To get a better sense of Taylor’s disgraceful conduct, watch and listen to his tirades during the last 20 minutes of the Jan. 8, 2014 charter review committee meeting. At the end of that meeting, he turned his back on the committee and walked out in high dudgeon.

That sorry episode is just one of the many reasons Seth Taylor does not deserve to be re-elected.

George Myers

Chatham and Fla.


 Coming together on the issues we face


On Saturday, March 4, I was delighted to host a regional policy summit focused on local priorities for Cape Cod, Martha’s Vineyard and Nantucket. Over 200 residents attended, including Congressman Bill Keating, who provided a valuable update on federal issues, especially the potential implications of a repeal of the Affordable Care Act. I'm grateful to all the people who gave us their Sunday afternoon, six facilitators, and two dozen panelists including Brigadier General (Ret.) Anthony Schiavi who joined us to lead a working session. Big thanks to Cape Cod Community College for hosting us and volunteers like Bob Samoluk, who led planning of the event. 

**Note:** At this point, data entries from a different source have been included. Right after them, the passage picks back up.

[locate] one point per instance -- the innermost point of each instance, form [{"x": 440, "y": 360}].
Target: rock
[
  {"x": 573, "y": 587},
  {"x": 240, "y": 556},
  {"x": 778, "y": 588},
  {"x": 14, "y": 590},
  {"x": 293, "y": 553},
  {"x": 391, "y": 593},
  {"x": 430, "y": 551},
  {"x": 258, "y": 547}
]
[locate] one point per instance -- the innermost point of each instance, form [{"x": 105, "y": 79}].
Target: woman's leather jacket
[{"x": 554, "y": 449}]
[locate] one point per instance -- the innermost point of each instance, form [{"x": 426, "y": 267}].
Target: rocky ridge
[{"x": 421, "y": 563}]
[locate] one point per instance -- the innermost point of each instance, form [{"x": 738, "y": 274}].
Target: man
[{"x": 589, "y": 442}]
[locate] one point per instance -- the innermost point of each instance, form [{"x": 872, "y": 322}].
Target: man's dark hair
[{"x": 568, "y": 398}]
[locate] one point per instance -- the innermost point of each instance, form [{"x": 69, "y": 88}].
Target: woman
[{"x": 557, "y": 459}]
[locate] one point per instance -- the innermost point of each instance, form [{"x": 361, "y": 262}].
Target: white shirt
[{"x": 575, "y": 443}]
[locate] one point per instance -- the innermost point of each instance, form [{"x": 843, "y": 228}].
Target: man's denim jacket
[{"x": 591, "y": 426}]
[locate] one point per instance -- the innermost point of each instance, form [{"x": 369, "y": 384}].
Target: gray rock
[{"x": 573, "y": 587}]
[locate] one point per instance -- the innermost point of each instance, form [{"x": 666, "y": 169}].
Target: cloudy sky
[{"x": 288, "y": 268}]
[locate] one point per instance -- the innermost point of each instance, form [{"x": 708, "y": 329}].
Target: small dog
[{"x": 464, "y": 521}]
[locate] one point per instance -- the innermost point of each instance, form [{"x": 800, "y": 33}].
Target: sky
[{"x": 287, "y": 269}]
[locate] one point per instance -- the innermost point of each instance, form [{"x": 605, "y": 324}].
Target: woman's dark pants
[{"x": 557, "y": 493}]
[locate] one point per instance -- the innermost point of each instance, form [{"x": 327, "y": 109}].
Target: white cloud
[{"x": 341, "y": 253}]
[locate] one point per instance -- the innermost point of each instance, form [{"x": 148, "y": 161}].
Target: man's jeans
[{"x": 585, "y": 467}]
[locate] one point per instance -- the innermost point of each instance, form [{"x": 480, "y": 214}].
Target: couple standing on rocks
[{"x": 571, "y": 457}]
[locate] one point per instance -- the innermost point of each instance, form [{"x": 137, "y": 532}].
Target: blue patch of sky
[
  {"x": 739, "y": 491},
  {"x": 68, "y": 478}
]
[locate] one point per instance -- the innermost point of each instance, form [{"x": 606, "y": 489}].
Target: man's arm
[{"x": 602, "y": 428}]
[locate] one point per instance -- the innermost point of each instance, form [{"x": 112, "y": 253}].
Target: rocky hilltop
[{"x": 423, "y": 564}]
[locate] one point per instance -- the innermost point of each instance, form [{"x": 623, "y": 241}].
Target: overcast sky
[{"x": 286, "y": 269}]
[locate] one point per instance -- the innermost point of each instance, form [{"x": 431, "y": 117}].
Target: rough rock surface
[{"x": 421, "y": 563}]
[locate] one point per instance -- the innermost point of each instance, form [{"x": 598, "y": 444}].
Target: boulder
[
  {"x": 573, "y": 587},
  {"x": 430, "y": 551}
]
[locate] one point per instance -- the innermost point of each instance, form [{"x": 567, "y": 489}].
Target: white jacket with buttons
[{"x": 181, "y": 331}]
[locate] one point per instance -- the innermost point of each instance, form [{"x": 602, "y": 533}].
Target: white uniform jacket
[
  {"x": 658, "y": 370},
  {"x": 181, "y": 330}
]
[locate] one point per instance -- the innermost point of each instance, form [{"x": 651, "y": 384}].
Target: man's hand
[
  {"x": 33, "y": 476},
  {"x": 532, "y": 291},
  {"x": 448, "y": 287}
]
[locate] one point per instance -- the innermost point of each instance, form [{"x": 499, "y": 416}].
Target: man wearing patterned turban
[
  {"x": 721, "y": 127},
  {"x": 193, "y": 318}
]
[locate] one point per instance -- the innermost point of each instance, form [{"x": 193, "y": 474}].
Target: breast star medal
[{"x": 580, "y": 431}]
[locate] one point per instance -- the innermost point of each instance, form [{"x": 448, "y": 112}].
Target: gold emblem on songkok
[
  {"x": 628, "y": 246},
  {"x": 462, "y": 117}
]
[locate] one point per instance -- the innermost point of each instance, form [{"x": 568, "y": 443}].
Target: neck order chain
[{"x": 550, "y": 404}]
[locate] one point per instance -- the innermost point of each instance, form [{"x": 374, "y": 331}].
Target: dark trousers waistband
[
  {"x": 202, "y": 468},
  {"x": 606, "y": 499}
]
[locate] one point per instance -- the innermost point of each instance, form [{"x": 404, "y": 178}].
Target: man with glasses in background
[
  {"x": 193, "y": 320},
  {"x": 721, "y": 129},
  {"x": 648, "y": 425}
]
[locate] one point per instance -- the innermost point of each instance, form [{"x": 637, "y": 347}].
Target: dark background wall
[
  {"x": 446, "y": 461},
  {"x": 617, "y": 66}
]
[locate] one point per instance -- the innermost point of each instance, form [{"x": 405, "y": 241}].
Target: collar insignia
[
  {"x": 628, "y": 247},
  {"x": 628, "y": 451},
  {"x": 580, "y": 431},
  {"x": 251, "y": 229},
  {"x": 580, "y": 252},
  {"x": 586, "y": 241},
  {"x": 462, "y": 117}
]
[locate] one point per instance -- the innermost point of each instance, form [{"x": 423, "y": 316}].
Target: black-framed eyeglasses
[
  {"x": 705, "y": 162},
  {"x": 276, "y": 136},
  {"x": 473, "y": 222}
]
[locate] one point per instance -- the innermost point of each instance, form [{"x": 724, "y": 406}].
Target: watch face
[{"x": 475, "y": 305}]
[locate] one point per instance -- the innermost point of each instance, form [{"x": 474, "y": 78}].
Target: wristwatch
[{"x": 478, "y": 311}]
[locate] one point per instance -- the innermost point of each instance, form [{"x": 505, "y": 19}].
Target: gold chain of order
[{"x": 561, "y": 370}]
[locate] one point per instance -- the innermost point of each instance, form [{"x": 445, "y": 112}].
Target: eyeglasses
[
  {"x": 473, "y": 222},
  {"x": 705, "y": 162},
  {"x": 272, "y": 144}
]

The summit featured six working sessions centered around various aspects of life in our communities. In each of the working sessions attendees discussed some of the major challenges facing residents of the Cape and Islands, and the types of solutions that can be found at the local, state, or federal level. The conversations were substantive and wide ranging. Housing emerged as a key issue in every session, regardless of the topic. We’ll soon post a full report at www.SenatorCyr.com.

One of my hopes for the day was for participants to be introduced to neighbors they hadn't met and issues they didn’t know. I also asked every attendee to commit to one tangible action that they can do to become more involved in their community. I make the same simple request to the readers of this column. For instance, one action suggested by Bill Flynn of Cape and Islands EMS Services is for all to take a CPR certification course through the American Red Cross or another local organization.

Our communities face unique challenges. To move forward on housing affordability, wastewater, the opioid epidemic, and so much more, innovative policy solutions, outside-the-box thinking, and public participation are needed. With so many looking to get more involved in civic affairs and political action right now, the time is ripe to get involved locally. We have municipal boards that have vacancies, openings for local offices and issues of great importance being debated in our town halls. I'm encouraged that, even in these most turbulent times, politics can be civil and focused on the issues, not rancor and division.

Saturday’s discussion is the first of many. My office is now working to plan similar sessions on Martha’s Vineyard and Nantucket.

Julian Cyr


Julian Cyr is the state senator for the Cape and Islands district. 

The Full Lewis Tuttle Story

In the article "Early 20th Century Chatham Characters” (Feb. 16), it mentions my grandfather, Lewis Tuttle. I was happy to see it, however it is incorrect in a number of ways. Grampa Tuttle (Lewis) was not deaf from birth, and my grandmother Laurice did not teach him how to speak. Lewis became deaf at the age of 5 from having scarlet fever. By that age, he already had a good vocabulary. He attended the Clark School for the deaf in Easthampton and it is there that he learned to lip read. He was so good at lip reading that as a child I was such a chatter box he could read my lips even when I was not face-on looking at him as I spoke. What is correct is the fact that he was an unusually strong man, as was my father Charles. I believe that was just in the family genes, but he was known as “the strong man of Chatham” There are many tales of his unusual strength told to us “grandkids” throughout the years involving his moving business, Tuttle's Cape Cod Express.  My grandmother, Lewis’s wife Laurice, would sometimes go with him when he went into Boston to move a client as he did not like driving the big moving truck in the city because he could not hear. Laurice would do the driving of the big truck in the city. Laurice was a Penniman and was a direct relative of Captain Edward Penniman of the Penniman House in Eastham. There would be family reunions held there every five years, and as a child I remember attending one with my grandmother. So, those are the facts on "Nana and Grampa Tuttle."